SIMD intrinsics (such as SSE2) can speed this sort of thing up but take expertise to use correctly. They are very sensitive to alignment and pipeline latency; careless use can make performance even worse than it would have been without them. You'll get a much easier and more immediate speedup from simply using cache prefetching to make sure all your ints are in L1 in time for you to operate on them.

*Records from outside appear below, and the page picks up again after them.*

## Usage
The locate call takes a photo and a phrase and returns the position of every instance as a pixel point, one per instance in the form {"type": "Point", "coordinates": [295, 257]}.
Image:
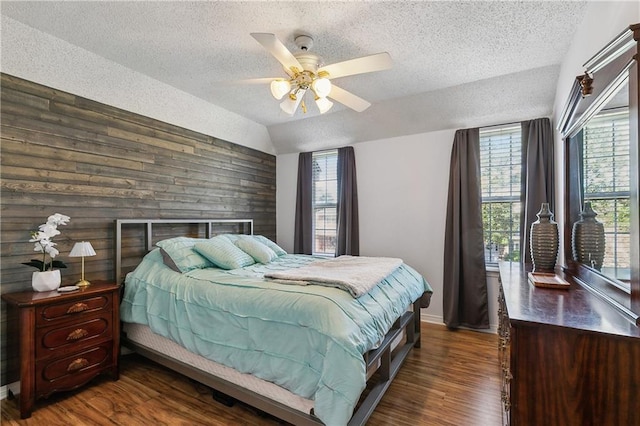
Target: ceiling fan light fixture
{"type": "Point", "coordinates": [323, 104]}
{"type": "Point", "coordinates": [322, 87]}
{"type": "Point", "coordinates": [279, 88]}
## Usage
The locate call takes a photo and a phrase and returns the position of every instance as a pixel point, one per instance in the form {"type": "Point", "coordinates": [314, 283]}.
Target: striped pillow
{"type": "Point", "coordinates": [258, 251]}
{"type": "Point", "coordinates": [223, 253]}
{"type": "Point", "coordinates": [180, 251]}
{"type": "Point", "coordinates": [279, 251]}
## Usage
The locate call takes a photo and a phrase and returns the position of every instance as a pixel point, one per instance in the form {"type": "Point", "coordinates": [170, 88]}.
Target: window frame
{"type": "Point", "coordinates": [621, 274]}
{"type": "Point", "coordinates": [514, 198]}
{"type": "Point", "coordinates": [324, 206]}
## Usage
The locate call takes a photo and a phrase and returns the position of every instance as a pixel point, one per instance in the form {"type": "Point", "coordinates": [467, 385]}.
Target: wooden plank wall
{"type": "Point", "coordinates": [95, 163]}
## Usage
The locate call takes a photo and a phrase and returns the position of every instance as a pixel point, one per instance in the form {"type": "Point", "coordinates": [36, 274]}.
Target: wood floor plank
{"type": "Point", "coordinates": [453, 379]}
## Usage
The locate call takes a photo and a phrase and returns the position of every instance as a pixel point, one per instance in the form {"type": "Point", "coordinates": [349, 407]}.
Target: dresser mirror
{"type": "Point", "coordinates": [599, 126]}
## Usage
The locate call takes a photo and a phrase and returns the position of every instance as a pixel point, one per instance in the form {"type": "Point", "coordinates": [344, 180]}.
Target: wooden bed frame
{"type": "Point", "coordinates": [386, 360]}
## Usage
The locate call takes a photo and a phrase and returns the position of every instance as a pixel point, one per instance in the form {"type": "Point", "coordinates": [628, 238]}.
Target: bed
{"type": "Point", "coordinates": [257, 332]}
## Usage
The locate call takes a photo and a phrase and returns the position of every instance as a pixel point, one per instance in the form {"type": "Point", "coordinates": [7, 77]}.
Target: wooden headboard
{"type": "Point", "coordinates": [144, 233]}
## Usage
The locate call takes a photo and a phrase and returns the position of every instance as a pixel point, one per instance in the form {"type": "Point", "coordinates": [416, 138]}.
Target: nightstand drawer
{"type": "Point", "coordinates": [46, 315]}
{"type": "Point", "coordinates": [68, 337]}
{"type": "Point", "coordinates": [73, 370]}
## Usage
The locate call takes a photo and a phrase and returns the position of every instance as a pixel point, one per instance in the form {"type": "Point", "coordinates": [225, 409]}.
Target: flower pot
{"type": "Point", "coordinates": [46, 280]}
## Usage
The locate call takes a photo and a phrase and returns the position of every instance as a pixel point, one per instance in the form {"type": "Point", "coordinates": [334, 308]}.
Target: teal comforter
{"type": "Point", "coordinates": [307, 339]}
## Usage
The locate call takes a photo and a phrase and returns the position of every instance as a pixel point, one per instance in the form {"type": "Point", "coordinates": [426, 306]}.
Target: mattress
{"type": "Point", "coordinates": [309, 340]}
{"type": "Point", "coordinates": [142, 335]}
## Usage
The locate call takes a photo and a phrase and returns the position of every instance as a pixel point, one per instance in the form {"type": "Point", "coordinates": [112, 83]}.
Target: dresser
{"type": "Point", "coordinates": [63, 339]}
{"type": "Point", "coordinates": [567, 357]}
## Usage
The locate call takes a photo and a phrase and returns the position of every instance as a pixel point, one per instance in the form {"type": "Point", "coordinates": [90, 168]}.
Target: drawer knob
{"type": "Point", "coordinates": [77, 364]}
{"type": "Point", "coordinates": [78, 307]}
{"type": "Point", "coordinates": [78, 333]}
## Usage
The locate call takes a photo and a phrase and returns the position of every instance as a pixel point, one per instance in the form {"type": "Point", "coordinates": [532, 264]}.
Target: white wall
{"type": "Point", "coordinates": [44, 59]}
{"type": "Point", "coordinates": [402, 189]}
{"type": "Point", "coordinates": [603, 21]}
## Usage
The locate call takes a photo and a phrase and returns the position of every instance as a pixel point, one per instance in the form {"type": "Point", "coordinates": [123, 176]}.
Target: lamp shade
{"type": "Point", "coordinates": [82, 249]}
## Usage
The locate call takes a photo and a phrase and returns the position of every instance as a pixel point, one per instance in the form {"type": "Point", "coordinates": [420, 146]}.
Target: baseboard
{"type": "Point", "coordinates": [435, 319]}
{"type": "Point", "coordinates": [13, 387]}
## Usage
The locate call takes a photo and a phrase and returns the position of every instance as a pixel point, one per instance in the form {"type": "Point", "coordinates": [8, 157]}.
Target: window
{"type": "Point", "coordinates": [605, 165]}
{"type": "Point", "coordinates": [501, 170]}
{"type": "Point", "coordinates": [325, 199]}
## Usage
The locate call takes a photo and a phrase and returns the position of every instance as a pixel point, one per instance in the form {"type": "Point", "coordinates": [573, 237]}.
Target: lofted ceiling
{"type": "Point", "coordinates": [456, 64]}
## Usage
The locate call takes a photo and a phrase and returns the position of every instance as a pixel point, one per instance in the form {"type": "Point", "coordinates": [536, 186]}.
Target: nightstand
{"type": "Point", "coordinates": [65, 339]}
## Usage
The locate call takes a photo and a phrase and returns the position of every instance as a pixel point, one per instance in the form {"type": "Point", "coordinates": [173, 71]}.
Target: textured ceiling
{"type": "Point", "coordinates": [456, 64]}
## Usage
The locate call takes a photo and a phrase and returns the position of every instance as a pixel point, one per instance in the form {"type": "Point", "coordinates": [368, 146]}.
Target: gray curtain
{"type": "Point", "coordinates": [303, 233]}
{"type": "Point", "coordinates": [538, 176]}
{"type": "Point", "coordinates": [348, 238]}
{"type": "Point", "coordinates": [465, 300]}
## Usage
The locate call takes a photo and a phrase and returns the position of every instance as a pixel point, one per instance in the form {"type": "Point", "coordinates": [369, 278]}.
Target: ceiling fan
{"type": "Point", "coordinates": [306, 72]}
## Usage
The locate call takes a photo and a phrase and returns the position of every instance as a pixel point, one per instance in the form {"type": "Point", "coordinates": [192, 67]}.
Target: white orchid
{"type": "Point", "coordinates": [43, 244]}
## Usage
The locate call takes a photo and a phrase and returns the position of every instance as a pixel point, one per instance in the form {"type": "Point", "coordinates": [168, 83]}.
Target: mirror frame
{"type": "Point", "coordinates": [571, 122]}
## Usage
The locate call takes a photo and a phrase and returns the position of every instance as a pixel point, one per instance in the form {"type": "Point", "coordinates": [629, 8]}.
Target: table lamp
{"type": "Point", "coordinates": [82, 249]}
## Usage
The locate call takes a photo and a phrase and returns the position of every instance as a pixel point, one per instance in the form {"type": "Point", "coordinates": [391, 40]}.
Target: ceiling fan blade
{"type": "Point", "coordinates": [278, 50]}
{"type": "Point", "coordinates": [377, 62]}
{"type": "Point", "coordinates": [348, 99]}
{"type": "Point", "coordinates": [249, 81]}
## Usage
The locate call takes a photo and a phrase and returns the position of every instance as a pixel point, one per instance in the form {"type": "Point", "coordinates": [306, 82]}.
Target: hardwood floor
{"type": "Point", "coordinates": [453, 379]}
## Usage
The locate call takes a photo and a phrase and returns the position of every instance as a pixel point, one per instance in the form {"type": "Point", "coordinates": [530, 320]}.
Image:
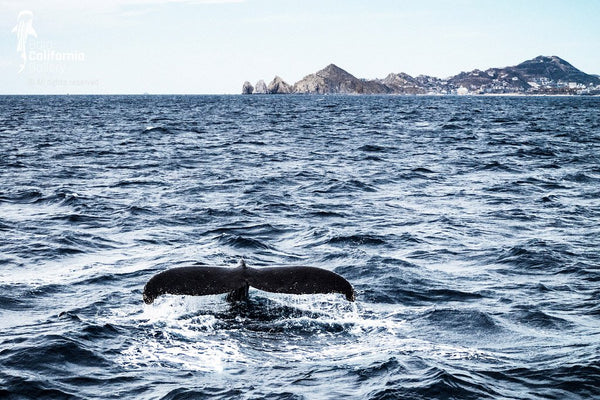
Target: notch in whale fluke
{"type": "Point", "coordinates": [199, 281]}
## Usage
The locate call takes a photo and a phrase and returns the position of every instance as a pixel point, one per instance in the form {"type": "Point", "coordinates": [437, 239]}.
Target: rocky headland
{"type": "Point", "coordinates": [539, 76]}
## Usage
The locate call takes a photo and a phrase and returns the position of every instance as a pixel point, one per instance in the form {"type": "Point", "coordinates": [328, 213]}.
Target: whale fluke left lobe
{"type": "Point", "coordinates": [193, 281]}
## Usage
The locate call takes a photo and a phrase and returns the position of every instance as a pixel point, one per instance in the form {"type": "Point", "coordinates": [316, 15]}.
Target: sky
{"type": "Point", "coordinates": [213, 46]}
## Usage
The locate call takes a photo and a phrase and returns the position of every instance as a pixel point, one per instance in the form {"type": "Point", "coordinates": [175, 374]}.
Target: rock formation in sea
{"type": "Point", "coordinates": [333, 79]}
{"type": "Point", "coordinates": [247, 88]}
{"type": "Point", "coordinates": [279, 86]}
{"type": "Point", "coordinates": [260, 87]}
{"type": "Point", "coordinates": [541, 75]}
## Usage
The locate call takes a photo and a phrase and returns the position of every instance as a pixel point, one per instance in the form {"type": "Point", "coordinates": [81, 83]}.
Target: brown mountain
{"type": "Point", "coordinates": [541, 75]}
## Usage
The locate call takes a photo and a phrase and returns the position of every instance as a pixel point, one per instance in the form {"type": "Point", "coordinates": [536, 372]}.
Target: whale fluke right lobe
{"type": "Point", "coordinates": [299, 280]}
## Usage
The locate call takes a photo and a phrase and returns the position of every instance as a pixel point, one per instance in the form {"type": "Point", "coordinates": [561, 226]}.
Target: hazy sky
{"type": "Point", "coordinates": [178, 46]}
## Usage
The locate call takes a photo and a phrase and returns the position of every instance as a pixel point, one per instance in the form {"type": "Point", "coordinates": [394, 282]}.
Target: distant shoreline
{"type": "Point", "coordinates": [542, 75]}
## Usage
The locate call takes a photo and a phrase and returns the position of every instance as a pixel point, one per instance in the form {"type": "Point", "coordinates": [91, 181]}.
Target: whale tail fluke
{"type": "Point", "coordinates": [199, 281]}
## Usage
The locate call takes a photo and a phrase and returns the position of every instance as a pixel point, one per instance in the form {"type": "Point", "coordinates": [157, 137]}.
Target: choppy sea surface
{"type": "Point", "coordinates": [469, 227]}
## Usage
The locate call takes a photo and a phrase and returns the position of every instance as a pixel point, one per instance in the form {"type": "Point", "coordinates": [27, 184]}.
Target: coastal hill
{"type": "Point", "coordinates": [541, 75]}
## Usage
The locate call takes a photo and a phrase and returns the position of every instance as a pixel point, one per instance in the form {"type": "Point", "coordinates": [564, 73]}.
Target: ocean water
{"type": "Point", "coordinates": [469, 227]}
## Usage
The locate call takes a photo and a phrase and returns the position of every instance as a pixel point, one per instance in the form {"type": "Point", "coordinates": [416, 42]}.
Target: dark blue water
{"type": "Point", "coordinates": [470, 228]}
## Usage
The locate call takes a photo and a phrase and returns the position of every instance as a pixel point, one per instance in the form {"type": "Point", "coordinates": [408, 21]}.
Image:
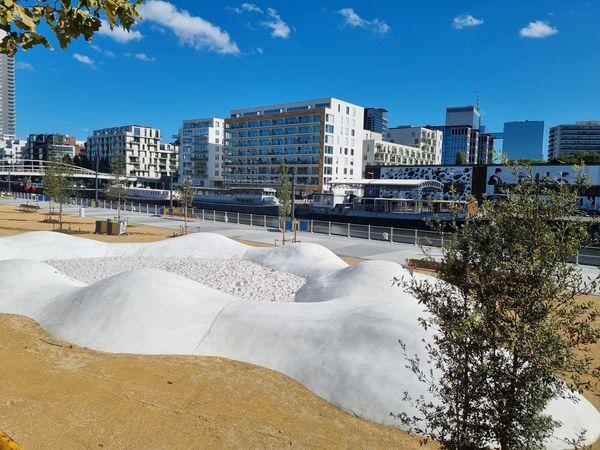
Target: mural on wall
{"type": "Point", "coordinates": [460, 177]}
{"type": "Point", "coordinates": [498, 177]}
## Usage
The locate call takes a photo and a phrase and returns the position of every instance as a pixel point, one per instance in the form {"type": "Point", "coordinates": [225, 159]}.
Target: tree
{"type": "Point", "coordinates": [115, 189]}
{"type": "Point", "coordinates": [510, 330]}
{"type": "Point", "coordinates": [67, 19]}
{"type": "Point", "coordinates": [186, 198]}
{"type": "Point", "coordinates": [58, 182]}
{"type": "Point", "coordinates": [284, 195]}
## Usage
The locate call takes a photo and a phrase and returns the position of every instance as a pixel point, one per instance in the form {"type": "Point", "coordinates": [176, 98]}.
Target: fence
{"type": "Point", "coordinates": [587, 256]}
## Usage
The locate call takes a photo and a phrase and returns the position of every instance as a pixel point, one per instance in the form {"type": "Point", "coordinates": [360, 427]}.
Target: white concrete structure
{"type": "Point", "coordinates": [12, 149]}
{"type": "Point", "coordinates": [139, 145]}
{"type": "Point", "coordinates": [338, 338]}
{"type": "Point", "coordinates": [201, 143]}
{"type": "Point", "coordinates": [320, 139]}
{"type": "Point", "coordinates": [376, 151]}
{"type": "Point", "coordinates": [7, 95]}
{"type": "Point", "coordinates": [429, 141]}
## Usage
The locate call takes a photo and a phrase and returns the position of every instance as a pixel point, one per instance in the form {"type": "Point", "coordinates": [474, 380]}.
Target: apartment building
{"type": "Point", "coordinates": [140, 148]}
{"type": "Point", "coordinates": [201, 143]}
{"type": "Point", "coordinates": [43, 146]}
{"type": "Point", "coordinates": [427, 140]}
{"type": "Point", "coordinates": [377, 152]}
{"type": "Point", "coordinates": [321, 140]}
{"type": "Point", "coordinates": [583, 136]}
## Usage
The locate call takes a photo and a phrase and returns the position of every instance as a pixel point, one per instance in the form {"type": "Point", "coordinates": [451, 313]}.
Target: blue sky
{"type": "Point", "coordinates": [535, 60]}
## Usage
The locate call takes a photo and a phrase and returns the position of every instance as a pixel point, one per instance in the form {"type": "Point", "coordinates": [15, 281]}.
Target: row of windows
{"type": "Point", "coordinates": [273, 122]}
{"type": "Point", "coordinates": [276, 131]}
{"type": "Point", "coordinates": [273, 151]}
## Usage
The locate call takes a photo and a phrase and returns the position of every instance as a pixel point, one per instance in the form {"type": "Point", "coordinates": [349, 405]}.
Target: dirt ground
{"type": "Point", "coordinates": [55, 395]}
{"type": "Point", "coordinates": [13, 221]}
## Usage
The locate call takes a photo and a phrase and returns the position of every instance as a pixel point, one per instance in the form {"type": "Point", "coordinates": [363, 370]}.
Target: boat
{"type": "Point", "coordinates": [249, 200]}
{"type": "Point", "coordinates": [148, 194]}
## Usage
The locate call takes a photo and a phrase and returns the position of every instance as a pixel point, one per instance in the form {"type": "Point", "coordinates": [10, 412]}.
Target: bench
{"type": "Point", "coordinates": [28, 207]}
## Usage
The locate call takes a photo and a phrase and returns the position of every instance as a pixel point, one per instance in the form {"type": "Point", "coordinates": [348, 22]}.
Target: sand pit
{"type": "Point", "coordinates": [339, 338]}
{"type": "Point", "coordinates": [240, 278]}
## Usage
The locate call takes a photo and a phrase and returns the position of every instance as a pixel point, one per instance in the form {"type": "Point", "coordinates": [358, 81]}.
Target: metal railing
{"type": "Point", "coordinates": [587, 256]}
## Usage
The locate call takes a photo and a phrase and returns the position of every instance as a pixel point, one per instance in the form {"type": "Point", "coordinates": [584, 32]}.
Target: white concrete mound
{"type": "Point", "coordinates": [339, 339]}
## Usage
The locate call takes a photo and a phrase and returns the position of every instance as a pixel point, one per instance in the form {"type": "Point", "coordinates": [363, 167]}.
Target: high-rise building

Unless your function needs a throughput of better than 100,000,000 integers per second, SIMD probably isn't worth the trouble for you.

Crashworks
+1  A: 

Just to add briefly to what has been said before about different SSE versions being available on different CPUs: This can be checked by looking at the respective feature flags returned by the CPUID instruction (see e.g. Intel's documentation for details).

PhiS
+1  A: 

Have a look at inline assembler for C/C++, here is a DDJ article. Unless you are 100% certain your program will run on a compatible platform you should follow the recommendations many have given here.

epatel
+1  A: 
Mr J
+1  A: 

Write code that helps the compiler understand what you are doing. GCC will understand and optimize SSE code such as this:

typedef union Vector4f
{
  // Easy constructor, defaulted to black/0 vector
 Vector4f(float a = 0, float b = 0, float c = 0, float d = 1.0f):
  X(a), Y(b), Z(c), W(d) { }

  // Cast operator, for []
 inline operator float* ()
 { 
  return (float*)this;
 }

  // Const ast operator, for const []
 inline operator const float* () const
 { 
  return (const float*)this;
 }

 // ---------------------------------------- //

 inline Vector4f operator += (const Vector4f &v)
 {
  for(int i=0; i<4; ++i)
   (*this)[i] += v[i];

  return *this;
 }

 inline Vector4f operator += (float t)
 {
  for(int i=0; i<4; ++i)
   (*this)[i] += t;

  return *this;
 }

  // Vertex / Vector 
  // Lower case xyzw components
 struct {
  float x, y, z;
  float w;
 };

  // Upper case XYZW components
 struct {
  float X, Y, Z;
  float W;
 };
};

Just don't forget to have -msse -msse2 on your build parameters!

LiraNuna
+1  A: 

I can tell from my experince that SSE brings a huge (4x and up) speedup over a plain c version of the code (no inline asm, no intrinsics used) but hand-optimized assembler can beat Compiler-generated assembly if the compiler can't figure out what the programmer intended (belive me, compilers don't cover all possible code combinations and they never will). Oh and, the compiler can't everytime layout the data that it runs at the fastest-possible speed. But you need much experince for a speedup over an Intel-compiler (if possible).

Quonux